Sure, you get to stand next to them for a second, maybe get a, “Hi, how are ya!” but Michael Cudlitz (Walking Dead, Band of Brothers, Southland) was doing autographs and taking a ton of selfies with fans at his table, and actually talking to people.  We watched from the line to meet Timothy Zahn and it was great to see Mr. Cudlitz treating all of his fans like friends.  He didn’t even sit behind his high table they set up for him.  He came around the side, standing right there with the fans, and it was fantastic.  Granted, Cudlitz had far fewer people in line, but damn if he didn’t show the utmost appreciation for every single one of them.

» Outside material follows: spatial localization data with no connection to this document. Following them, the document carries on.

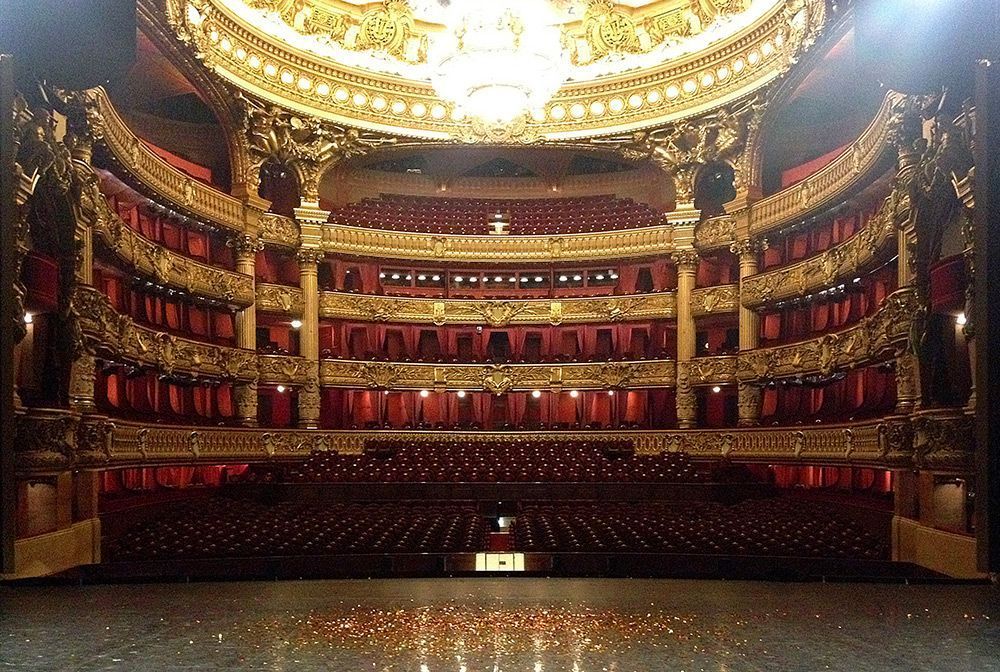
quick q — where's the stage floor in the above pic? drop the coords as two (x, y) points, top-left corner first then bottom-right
(2, 578), (998, 671)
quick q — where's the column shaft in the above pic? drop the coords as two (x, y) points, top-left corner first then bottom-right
(673, 250), (699, 428)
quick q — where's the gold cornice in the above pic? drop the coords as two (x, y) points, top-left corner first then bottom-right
(741, 190), (906, 308)
(171, 0), (826, 141)
(314, 291), (677, 325)
(737, 287), (919, 381)
(258, 213), (300, 248)
(89, 88), (263, 233)
(322, 222), (676, 262)
(88, 417), (918, 467)
(319, 358), (676, 391)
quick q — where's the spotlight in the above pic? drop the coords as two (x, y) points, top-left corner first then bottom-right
(712, 385), (722, 394)
(276, 385), (286, 393)
(419, 389), (430, 398)
(457, 390), (467, 398)
(290, 319), (303, 329)
(607, 390), (615, 396)
(569, 390), (579, 398)
(956, 313), (968, 326)
(23, 313), (32, 324)
(531, 390), (542, 398)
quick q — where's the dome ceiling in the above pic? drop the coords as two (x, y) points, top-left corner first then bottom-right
(169, 0), (828, 140)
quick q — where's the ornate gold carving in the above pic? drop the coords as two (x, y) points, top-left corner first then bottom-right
(243, 98), (392, 199)
(85, 182), (255, 305)
(741, 190), (905, 307)
(355, 362), (405, 388)
(686, 356), (738, 385)
(480, 365), (525, 396)
(258, 354), (312, 384)
(170, 0), (825, 141)
(736, 381), (761, 427)
(227, 233), (264, 259)
(68, 352), (98, 413)
(621, 98), (760, 201)
(470, 301), (529, 327)
(322, 223), (676, 263)
(911, 412), (974, 470)
(315, 292), (675, 325)
(671, 249), (701, 268)
(694, 214), (736, 250)
(320, 358), (676, 391)
(14, 409), (78, 474)
(566, 0), (642, 66)
(74, 286), (258, 380)
(87, 88), (263, 233)
(295, 247), (325, 266)
(736, 287), (919, 381)
(690, 285), (737, 316)
(257, 283), (305, 316)
(258, 213), (299, 248)
(352, 0), (425, 62)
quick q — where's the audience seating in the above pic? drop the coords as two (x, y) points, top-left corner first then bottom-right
(329, 194), (662, 234)
(284, 441), (703, 484)
(512, 499), (885, 559)
(108, 499), (488, 559)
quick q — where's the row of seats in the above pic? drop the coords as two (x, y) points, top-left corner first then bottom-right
(284, 442), (702, 484)
(108, 500), (488, 559)
(330, 194), (662, 234)
(512, 499), (885, 558)
(108, 497), (882, 561)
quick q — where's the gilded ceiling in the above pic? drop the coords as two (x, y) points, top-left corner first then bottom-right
(169, 0), (829, 140)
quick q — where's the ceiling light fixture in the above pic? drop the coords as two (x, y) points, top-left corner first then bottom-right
(430, 0), (566, 125)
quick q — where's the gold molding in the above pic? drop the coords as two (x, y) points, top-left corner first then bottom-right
(741, 190), (906, 307)
(737, 287), (918, 381)
(745, 92), (903, 239)
(87, 417), (920, 467)
(88, 184), (255, 306)
(169, 0), (826, 141)
(89, 88), (264, 233)
(314, 291), (678, 325)
(258, 213), (299, 248)
(690, 284), (738, 316)
(74, 286), (259, 381)
(257, 283), (305, 316)
(322, 222), (676, 262)
(320, 359), (676, 392)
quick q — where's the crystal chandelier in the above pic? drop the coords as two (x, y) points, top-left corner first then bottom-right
(430, 0), (566, 125)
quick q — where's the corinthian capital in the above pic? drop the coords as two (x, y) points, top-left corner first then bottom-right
(671, 249), (701, 269)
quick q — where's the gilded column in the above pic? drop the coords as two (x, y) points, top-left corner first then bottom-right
(672, 249), (700, 428)
(229, 234), (262, 426)
(893, 143), (922, 414)
(732, 238), (765, 426)
(68, 351), (97, 414)
(297, 248), (323, 429)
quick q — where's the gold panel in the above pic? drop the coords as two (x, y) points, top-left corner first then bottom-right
(258, 213), (300, 248)
(741, 190), (906, 307)
(319, 359), (676, 391)
(737, 287), (918, 381)
(90, 88), (263, 233)
(257, 283), (306, 316)
(322, 223), (675, 262)
(685, 356), (738, 385)
(316, 291), (677, 325)
(690, 284), (738, 316)
(91, 418), (913, 467)
(170, 0), (826, 140)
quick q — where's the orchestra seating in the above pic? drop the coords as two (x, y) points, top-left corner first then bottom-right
(108, 499), (488, 560)
(285, 441), (703, 483)
(512, 499), (886, 559)
(329, 194), (661, 234)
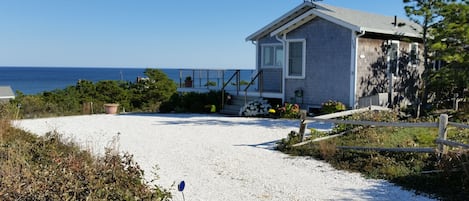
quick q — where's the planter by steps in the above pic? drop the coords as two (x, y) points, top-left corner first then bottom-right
(104, 103), (119, 114)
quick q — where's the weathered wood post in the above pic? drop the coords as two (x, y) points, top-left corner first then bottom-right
(453, 93), (459, 111)
(299, 110), (307, 142)
(437, 114), (449, 157)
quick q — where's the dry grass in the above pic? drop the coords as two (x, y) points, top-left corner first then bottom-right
(318, 140), (336, 160)
(0, 103), (171, 201)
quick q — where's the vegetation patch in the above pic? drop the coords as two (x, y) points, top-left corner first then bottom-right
(159, 90), (222, 113)
(277, 110), (469, 200)
(11, 69), (177, 118)
(0, 105), (171, 200)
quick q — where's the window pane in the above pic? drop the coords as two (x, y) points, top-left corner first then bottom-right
(410, 44), (418, 64)
(288, 41), (303, 76)
(390, 43), (398, 61)
(275, 46), (283, 66)
(263, 46), (274, 66)
(389, 42), (398, 72)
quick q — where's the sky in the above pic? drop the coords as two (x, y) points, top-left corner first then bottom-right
(0, 0), (409, 69)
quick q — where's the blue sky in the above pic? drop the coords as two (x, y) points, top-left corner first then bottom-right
(0, 0), (408, 69)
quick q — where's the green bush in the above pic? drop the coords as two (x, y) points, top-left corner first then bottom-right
(274, 103), (300, 119)
(160, 90), (222, 113)
(14, 68), (178, 118)
(320, 100), (346, 114)
(0, 121), (171, 200)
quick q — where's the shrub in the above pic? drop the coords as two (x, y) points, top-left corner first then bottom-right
(277, 109), (469, 199)
(0, 122), (171, 200)
(321, 100), (346, 114)
(276, 131), (303, 151)
(318, 140), (336, 160)
(159, 90), (222, 113)
(14, 68), (179, 118)
(239, 99), (271, 117)
(275, 103), (300, 119)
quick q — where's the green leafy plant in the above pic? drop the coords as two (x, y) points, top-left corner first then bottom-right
(13, 68), (178, 118)
(159, 90), (222, 113)
(0, 118), (171, 200)
(204, 81), (217, 87)
(320, 100), (346, 114)
(276, 103), (300, 119)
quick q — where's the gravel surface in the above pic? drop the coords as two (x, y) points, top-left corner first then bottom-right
(15, 114), (436, 201)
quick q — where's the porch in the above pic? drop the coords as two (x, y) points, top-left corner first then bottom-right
(176, 69), (282, 94)
(174, 69), (283, 115)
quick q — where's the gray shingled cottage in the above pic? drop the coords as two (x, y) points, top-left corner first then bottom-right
(245, 2), (424, 112)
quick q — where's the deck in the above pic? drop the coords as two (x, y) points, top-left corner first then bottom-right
(175, 69), (283, 99)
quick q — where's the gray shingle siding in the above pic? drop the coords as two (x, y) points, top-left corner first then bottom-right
(285, 18), (353, 107)
(248, 2), (425, 109)
(356, 37), (424, 107)
(262, 69), (282, 93)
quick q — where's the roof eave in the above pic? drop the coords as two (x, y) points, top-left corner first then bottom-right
(362, 27), (422, 39)
(246, 2), (314, 41)
(270, 9), (317, 37)
(270, 9), (362, 37)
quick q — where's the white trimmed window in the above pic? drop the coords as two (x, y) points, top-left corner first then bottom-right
(286, 39), (306, 79)
(409, 43), (419, 66)
(388, 40), (399, 74)
(261, 44), (283, 68)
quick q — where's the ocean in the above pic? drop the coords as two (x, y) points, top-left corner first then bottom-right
(0, 67), (255, 95)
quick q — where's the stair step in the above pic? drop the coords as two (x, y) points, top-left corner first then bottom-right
(220, 96), (264, 116)
(228, 96), (260, 104)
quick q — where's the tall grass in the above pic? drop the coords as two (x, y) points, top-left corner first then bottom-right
(0, 103), (171, 200)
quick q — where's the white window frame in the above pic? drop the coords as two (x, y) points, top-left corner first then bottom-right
(387, 40), (399, 75)
(388, 40), (399, 62)
(286, 39), (306, 79)
(260, 43), (283, 68)
(408, 42), (419, 67)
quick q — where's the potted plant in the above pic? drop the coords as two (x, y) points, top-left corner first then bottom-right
(104, 103), (119, 114)
(184, 76), (193, 87)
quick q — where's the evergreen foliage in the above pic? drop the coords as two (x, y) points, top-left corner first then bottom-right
(404, 0), (469, 110)
(12, 69), (178, 118)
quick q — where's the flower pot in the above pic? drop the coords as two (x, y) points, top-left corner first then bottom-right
(184, 80), (192, 87)
(104, 103), (119, 114)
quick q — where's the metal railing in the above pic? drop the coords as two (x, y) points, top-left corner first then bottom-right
(244, 70), (263, 104)
(221, 70), (240, 110)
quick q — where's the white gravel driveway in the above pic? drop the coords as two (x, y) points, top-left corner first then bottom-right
(15, 114), (436, 201)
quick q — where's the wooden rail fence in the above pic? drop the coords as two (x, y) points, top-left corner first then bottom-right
(294, 108), (469, 156)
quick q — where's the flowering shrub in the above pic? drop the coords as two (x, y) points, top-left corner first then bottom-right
(239, 99), (272, 117)
(276, 103), (300, 119)
(321, 100), (346, 114)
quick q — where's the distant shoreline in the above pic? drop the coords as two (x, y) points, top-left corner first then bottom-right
(0, 67), (254, 94)
(0, 66), (255, 70)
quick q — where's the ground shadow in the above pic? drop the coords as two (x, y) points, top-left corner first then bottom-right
(332, 182), (435, 201)
(233, 140), (279, 150)
(121, 112), (301, 129)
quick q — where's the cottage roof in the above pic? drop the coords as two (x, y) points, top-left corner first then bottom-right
(0, 86), (15, 99)
(246, 2), (422, 41)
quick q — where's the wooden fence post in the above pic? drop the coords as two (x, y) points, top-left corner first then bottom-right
(299, 110), (307, 142)
(437, 114), (449, 157)
(453, 93), (459, 111)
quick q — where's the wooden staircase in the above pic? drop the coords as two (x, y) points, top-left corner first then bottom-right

Other than all that, plan ahead.  Make sure you know what you want to see, and prioritize. You can be in line for a signing longer than anticipated, so don’t schedule anything back to back.  Look for things that aren’t at your local shop, or easily ordered cheaper on Amazon.  Really scope out the deals and find those items that you must have and are hard to find.

Make frequent trips to the car to drop off stuff, but also to get out of the crowd and noise for some fresh air.  The population of a decent-sized city descends on that convention hall and sometimes you just need to get away from it to recharge before diving back in. Above all, have fun.  Any convention you go to is ultimately about that.  Sharing your love for geekdom and having fun.  That’s what makes it all worth it.